Looking at the big picture for the last year or so at the last College World Series at Rosenblatt approached left all of the little things a little blurry. Those things came into focus on Monday evening as I made my last trip to the College World Series in the ballpark on the hill. I sat in a seat next to my oldest sister, who had taken me to so many games over the years. It just seemed right that my last one was with her (unfortunately my brother and younger older sister couldn't make it into town for the event). We got into the stadium about an hour before game time and just started reminiscing about everything we had experienced over the years. There was the year where we got trapped in the concourse by a tornado warning and the year Florida State came up just inches short of finally capturing the title. We had story after story, and this is when I started to realize that while I'm more than happy to let the big things change, there are some little things that I really hope stick around.

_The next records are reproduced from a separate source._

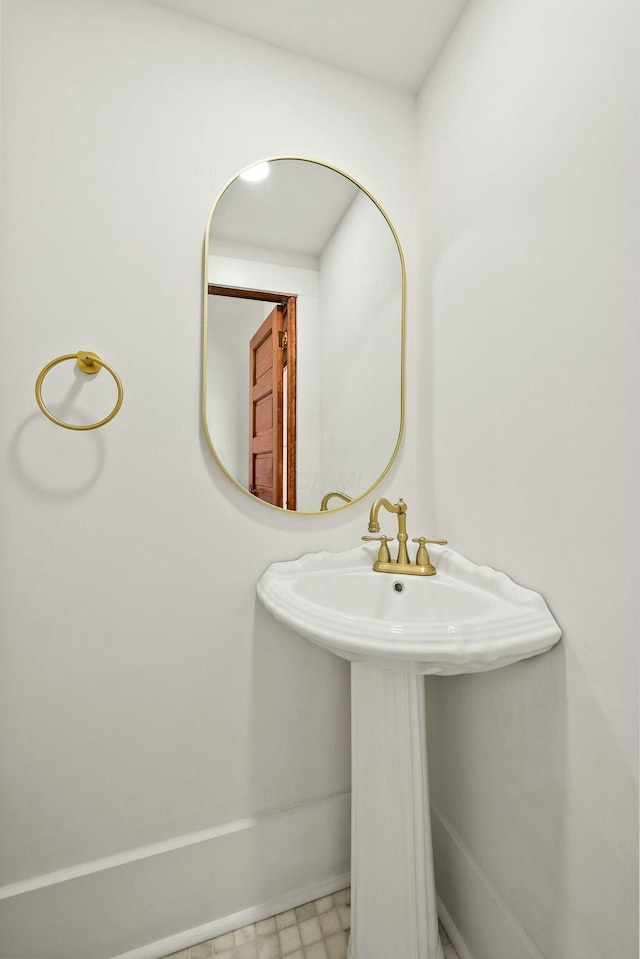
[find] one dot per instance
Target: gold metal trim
(205, 328)
(89, 363)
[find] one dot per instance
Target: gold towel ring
(88, 363)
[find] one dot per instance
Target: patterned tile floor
(317, 930)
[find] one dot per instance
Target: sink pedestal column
(393, 902)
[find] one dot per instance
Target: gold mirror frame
(205, 266)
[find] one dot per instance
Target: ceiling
(392, 41)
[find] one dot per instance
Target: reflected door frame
(289, 350)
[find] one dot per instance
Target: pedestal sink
(395, 629)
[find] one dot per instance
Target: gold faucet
(324, 505)
(384, 564)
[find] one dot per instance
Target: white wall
(529, 187)
(150, 709)
(361, 310)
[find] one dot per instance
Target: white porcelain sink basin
(393, 628)
(466, 618)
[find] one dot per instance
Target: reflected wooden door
(265, 410)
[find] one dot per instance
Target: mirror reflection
(304, 301)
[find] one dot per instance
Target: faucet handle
(422, 557)
(383, 553)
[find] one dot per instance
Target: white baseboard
(164, 947)
(158, 899)
(482, 916)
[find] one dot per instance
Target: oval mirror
(304, 335)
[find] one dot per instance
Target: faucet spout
(374, 525)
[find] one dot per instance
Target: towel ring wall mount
(89, 363)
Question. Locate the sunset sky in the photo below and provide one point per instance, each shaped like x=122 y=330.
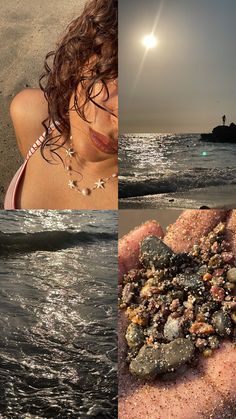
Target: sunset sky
x=188 y=80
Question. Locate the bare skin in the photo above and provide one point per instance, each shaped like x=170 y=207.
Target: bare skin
x=205 y=391
x=45 y=185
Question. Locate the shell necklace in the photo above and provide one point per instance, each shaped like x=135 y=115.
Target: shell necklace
x=73 y=184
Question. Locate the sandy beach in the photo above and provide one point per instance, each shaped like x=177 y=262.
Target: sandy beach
x=28 y=30
x=211 y=197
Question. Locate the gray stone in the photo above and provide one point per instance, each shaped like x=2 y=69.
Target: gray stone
x=153 y=252
x=147 y=364
x=231 y=275
x=222 y=323
x=176 y=354
x=152 y=361
x=134 y=336
x=173 y=329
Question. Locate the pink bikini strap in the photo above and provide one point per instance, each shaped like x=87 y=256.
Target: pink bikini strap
x=39 y=141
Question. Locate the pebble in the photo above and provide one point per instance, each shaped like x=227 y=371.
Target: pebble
x=214 y=342
x=218 y=293
x=147 y=364
x=127 y=293
x=190 y=283
x=176 y=354
x=172 y=328
x=134 y=336
x=222 y=323
x=153 y=252
x=231 y=275
x=152 y=361
x=201 y=328
x=233 y=317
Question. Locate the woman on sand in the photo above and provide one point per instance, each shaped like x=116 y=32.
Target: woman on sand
x=67 y=131
x=204 y=391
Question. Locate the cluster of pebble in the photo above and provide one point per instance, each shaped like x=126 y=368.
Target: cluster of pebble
x=179 y=305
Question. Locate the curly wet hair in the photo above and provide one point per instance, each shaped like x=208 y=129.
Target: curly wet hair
x=87 y=54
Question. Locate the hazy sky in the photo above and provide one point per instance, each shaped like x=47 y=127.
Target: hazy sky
x=188 y=81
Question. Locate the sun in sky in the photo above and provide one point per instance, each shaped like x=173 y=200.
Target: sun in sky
x=150 y=41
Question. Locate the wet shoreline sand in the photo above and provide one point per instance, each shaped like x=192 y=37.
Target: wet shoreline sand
x=212 y=197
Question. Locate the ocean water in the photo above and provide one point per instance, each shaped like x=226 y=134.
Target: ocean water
x=162 y=168
x=58 y=299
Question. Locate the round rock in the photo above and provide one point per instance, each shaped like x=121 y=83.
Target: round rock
x=134 y=336
x=153 y=252
x=222 y=323
x=176 y=353
x=231 y=275
x=173 y=329
x=147 y=364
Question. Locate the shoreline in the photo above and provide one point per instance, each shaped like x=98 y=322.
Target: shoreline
x=213 y=197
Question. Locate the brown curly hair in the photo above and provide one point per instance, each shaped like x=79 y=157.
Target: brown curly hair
x=87 y=54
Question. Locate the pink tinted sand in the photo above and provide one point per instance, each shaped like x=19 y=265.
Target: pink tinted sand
x=199 y=390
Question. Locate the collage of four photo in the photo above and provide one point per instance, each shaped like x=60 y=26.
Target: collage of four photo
x=118 y=220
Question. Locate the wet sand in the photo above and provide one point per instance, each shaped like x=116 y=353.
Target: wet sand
x=28 y=30
x=129 y=219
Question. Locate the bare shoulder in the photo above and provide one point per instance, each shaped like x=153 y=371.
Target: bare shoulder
x=28 y=109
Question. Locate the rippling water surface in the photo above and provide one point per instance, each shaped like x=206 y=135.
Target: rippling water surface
x=58 y=281
x=153 y=164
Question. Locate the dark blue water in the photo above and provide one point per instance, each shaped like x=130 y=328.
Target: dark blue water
x=152 y=164
x=58 y=281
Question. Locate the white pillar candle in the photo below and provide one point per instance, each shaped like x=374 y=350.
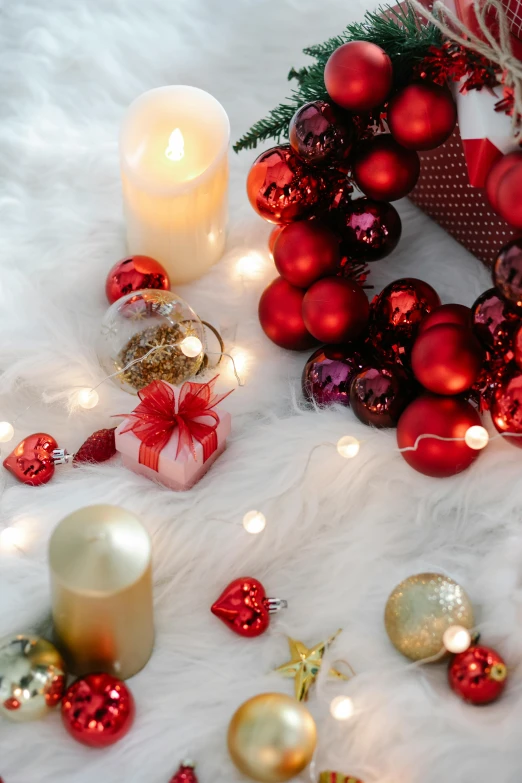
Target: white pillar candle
x=174 y=167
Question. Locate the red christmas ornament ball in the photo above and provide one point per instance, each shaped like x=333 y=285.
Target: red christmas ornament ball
x=335 y=309
x=448 y=417
x=358 y=76
x=306 y=251
x=135 y=273
x=319 y=134
x=384 y=170
x=98 y=710
x=281 y=317
x=280 y=187
x=422 y=116
x=478 y=675
x=447 y=359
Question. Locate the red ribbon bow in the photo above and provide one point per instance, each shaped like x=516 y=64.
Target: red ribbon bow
x=154 y=420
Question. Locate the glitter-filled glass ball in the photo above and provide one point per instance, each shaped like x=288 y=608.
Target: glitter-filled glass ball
x=141 y=340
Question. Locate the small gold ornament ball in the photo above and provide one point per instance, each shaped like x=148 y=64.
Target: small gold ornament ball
x=420 y=609
x=271 y=738
x=32 y=677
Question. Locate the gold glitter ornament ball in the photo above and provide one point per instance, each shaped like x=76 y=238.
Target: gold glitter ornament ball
x=271 y=738
x=420 y=609
x=32 y=677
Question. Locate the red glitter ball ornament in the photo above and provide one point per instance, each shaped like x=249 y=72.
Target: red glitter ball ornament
x=478 y=675
x=422 y=116
x=305 y=251
x=135 y=273
x=447 y=417
x=281 y=317
x=335 y=309
x=98 y=710
x=385 y=170
x=319 y=134
x=280 y=187
x=358 y=76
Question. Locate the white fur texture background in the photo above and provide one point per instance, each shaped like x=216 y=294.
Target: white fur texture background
x=339 y=535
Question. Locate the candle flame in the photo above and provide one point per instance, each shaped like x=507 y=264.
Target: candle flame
x=176 y=146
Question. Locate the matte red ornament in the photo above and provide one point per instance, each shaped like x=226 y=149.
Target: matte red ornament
x=244 y=607
x=447 y=417
x=378 y=395
x=31 y=462
x=281 y=317
x=135 y=273
x=98 y=710
x=507 y=272
x=447 y=359
x=305 y=251
x=384 y=170
x=370 y=229
x=335 y=309
x=280 y=187
x=478 y=675
x=320 y=134
x=358 y=76
x=422 y=116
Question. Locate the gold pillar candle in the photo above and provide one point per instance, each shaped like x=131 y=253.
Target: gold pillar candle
x=101 y=584
x=174 y=168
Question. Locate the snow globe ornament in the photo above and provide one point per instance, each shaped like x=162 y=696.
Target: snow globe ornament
x=150 y=335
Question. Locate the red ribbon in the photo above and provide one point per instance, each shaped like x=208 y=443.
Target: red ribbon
x=154 y=420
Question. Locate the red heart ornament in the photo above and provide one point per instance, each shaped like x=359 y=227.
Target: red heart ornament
x=31 y=462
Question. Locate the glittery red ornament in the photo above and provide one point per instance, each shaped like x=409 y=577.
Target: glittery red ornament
x=478 y=675
x=281 y=188
x=281 y=317
x=378 y=395
x=135 y=273
x=305 y=251
x=422 y=116
x=335 y=309
x=320 y=134
x=384 y=170
x=447 y=417
x=447 y=359
x=358 y=76
x=98 y=710
x=370 y=229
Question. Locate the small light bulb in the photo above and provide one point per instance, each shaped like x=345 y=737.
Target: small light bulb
x=254 y=522
x=341 y=708
x=348 y=446
x=456 y=639
x=88 y=398
x=476 y=437
x=6 y=431
x=191 y=346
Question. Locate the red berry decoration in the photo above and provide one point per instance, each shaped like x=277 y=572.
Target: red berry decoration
x=358 y=76
x=319 y=134
x=384 y=170
x=135 y=273
x=447 y=359
x=306 y=251
x=422 y=116
x=335 y=309
x=244 y=607
x=378 y=395
x=281 y=316
x=280 y=187
x=370 y=229
x=98 y=710
x=447 y=417
x=478 y=675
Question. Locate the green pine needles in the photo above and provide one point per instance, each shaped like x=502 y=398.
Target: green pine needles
x=398 y=30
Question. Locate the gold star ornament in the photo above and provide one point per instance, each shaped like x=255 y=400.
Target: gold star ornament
x=304 y=665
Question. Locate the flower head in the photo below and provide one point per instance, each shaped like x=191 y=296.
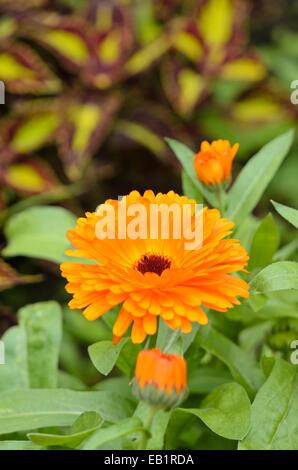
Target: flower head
x=213 y=163
x=160 y=378
x=154 y=277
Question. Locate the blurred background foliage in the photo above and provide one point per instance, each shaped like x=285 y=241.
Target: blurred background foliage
x=92 y=89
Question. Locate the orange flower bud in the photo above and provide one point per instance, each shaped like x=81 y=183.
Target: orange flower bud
x=213 y=163
x=160 y=378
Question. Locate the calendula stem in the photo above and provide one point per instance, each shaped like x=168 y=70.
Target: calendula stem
x=152 y=410
x=172 y=340
x=221 y=198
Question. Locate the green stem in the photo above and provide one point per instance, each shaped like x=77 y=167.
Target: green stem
x=220 y=192
x=152 y=410
x=172 y=340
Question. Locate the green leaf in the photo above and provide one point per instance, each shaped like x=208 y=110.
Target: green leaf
x=104 y=355
x=226 y=411
x=282 y=275
x=288 y=213
x=118 y=385
x=264 y=244
x=243 y=368
x=19 y=445
x=42 y=323
x=39 y=232
x=103 y=436
x=158 y=427
x=189 y=188
x=274 y=424
x=204 y=379
x=22 y=410
x=186 y=158
x=14 y=373
x=82 y=428
x=255 y=177
x=84 y=330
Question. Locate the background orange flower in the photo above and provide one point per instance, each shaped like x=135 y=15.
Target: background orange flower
x=213 y=163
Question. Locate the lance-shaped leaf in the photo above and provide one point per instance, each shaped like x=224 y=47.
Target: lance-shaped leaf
x=244 y=68
x=67 y=37
x=183 y=86
x=274 y=424
x=288 y=213
x=111 y=42
x=9 y=277
x=86 y=121
x=23 y=71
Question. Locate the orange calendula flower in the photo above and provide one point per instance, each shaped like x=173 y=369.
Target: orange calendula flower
x=154 y=277
x=160 y=378
x=213 y=163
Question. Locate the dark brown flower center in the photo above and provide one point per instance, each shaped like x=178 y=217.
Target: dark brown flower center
x=151 y=263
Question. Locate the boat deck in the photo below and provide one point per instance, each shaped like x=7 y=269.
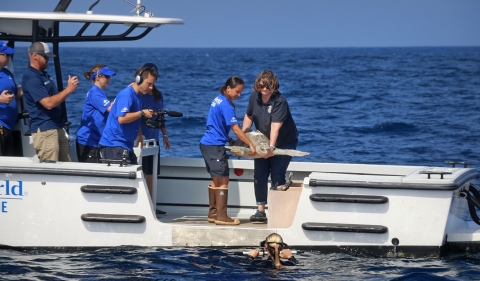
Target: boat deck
x=198 y=218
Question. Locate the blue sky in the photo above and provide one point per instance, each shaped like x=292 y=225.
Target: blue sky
x=295 y=23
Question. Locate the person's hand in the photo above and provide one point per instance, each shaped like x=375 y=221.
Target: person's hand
x=139 y=141
x=148 y=113
x=166 y=143
x=252 y=148
x=270 y=153
x=6 y=99
x=72 y=83
x=253 y=253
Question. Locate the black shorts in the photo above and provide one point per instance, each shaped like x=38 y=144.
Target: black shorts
x=147 y=165
x=87 y=154
x=216 y=160
x=6 y=142
x=116 y=153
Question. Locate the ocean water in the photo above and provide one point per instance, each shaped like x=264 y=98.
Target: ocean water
x=406 y=106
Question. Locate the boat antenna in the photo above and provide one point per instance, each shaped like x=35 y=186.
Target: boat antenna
x=91 y=7
x=140 y=9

I hope the 70 year old LSU fan who tosses free beads to anyone who asks is still a regular. I hope head ground's keeper Jesse Cuevas decides to take care of the new grounds as well. I hope Lambert Bartak makes a cameo appearance or two during the 7th inning stretch at next year's Series. I hope Zesto's builds a downtown location right across the street from the new ballpark. I hope right field and left field continue their never ending battle for supremacy (a battle which right field will always win because "Left field sucks!"). I hope there is still a place for the countless tailgaters to set up shop and offer free food to complete strangers (namely me) just because they have extra. I hope the mile's worth of merchandise tents make the trip downtown so I can still buy my Florida State gear dirt cheap after they inevitably get eliminated. Most of all, I hope everyone, opponents and advocates of the new stadium alike, embrace the College World Series the same way we always have. After all, the true home of the College World Series is Omaha, and when it comes back this time next year, nothing about that will have changed.